When The Last Ship opened on Broadway, it received mixed reviews and did not match the success of other British musicals like Billy Elliot or Kinky Boots. However, it has toured globally and been revised over the past decade, with a new book by Barney Norris. A 2018 performance in Newcastle upon Tyne earned praise from the Guardian's Michael Billington, who called it 'the most thrilling choral writing I've heard in a British musical since Howard Goodall's The Hired Man'.
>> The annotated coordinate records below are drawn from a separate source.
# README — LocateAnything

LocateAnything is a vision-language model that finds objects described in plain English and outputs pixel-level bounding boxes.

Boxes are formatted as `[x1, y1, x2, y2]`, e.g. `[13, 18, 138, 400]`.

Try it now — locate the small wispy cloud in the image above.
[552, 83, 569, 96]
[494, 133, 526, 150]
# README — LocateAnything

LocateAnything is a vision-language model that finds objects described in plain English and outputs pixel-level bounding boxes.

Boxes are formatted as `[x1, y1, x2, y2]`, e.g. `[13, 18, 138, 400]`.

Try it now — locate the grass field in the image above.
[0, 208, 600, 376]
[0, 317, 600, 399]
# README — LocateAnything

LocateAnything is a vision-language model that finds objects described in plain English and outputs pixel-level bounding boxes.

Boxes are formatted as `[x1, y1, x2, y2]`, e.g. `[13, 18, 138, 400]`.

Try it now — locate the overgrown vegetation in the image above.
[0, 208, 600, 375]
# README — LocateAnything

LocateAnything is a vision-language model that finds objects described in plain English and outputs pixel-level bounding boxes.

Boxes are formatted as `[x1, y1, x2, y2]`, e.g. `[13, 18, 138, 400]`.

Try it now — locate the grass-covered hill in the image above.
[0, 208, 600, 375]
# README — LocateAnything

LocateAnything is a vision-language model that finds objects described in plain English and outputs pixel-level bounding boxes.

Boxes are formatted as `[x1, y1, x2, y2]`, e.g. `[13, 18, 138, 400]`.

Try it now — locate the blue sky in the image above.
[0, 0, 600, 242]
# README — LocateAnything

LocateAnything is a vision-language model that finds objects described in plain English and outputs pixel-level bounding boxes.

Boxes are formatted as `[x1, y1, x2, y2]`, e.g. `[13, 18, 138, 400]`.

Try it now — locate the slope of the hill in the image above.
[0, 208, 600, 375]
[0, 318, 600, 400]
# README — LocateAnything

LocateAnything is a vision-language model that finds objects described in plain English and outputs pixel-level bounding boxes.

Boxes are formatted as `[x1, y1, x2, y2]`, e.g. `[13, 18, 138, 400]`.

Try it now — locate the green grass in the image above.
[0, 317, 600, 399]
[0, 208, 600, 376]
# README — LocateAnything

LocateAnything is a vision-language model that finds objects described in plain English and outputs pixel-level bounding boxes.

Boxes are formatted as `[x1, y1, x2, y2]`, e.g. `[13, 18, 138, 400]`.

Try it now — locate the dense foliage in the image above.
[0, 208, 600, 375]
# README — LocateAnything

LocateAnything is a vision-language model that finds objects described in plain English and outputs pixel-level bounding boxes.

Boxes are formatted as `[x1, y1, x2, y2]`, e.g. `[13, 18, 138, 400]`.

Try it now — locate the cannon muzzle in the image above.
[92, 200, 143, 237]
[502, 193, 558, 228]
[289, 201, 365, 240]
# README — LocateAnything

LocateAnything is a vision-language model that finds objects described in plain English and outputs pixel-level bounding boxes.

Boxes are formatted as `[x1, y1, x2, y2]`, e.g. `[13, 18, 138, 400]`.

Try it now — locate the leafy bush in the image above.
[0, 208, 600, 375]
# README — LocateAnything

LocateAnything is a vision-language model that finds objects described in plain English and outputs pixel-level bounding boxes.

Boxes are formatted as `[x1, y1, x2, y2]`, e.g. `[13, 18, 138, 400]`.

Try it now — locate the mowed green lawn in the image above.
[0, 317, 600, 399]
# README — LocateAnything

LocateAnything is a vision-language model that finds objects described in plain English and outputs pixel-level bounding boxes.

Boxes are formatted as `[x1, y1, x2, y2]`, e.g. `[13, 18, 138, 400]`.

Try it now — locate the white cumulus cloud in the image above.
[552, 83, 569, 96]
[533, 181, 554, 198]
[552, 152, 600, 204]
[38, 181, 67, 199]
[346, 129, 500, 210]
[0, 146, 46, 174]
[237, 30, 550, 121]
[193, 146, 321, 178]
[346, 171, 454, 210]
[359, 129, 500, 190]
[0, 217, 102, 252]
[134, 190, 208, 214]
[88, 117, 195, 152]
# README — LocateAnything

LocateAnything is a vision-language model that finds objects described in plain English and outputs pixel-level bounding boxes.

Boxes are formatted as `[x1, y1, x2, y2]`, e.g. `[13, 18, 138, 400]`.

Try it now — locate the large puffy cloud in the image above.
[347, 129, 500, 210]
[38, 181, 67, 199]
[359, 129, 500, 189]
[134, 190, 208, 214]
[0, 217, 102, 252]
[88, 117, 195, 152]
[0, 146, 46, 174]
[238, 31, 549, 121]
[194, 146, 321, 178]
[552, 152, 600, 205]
Sting admitted he made things difficult by creating an original story rather than adapting an existing one or making a jukebox musical of his hits. 'Those are the easy routes, but I chose the most difficult one and I've enjoyed every minute of it,' he said. 'It's been incredibly difficult and challenging, but also the most rewarding exploit of my life. I think it needs to find its audience. It needs to find its voice. It's taken this long, but I think we're pretty close to it right now.'

Legal Battle with Former Bandmates

Separately, Sting is involved in a High Court dispute over alleged unpaid royalties with his former Police bandmates Stewart Copeland and Andy Summers. The court has heard that Sting has paid more than £500,000 to them since legal action began. When asked about the case, Sting said: 'It doesn't make any sense. That's all I'm willing to say.'

Tickets for The Last Ship go on sale from midday on 28 May.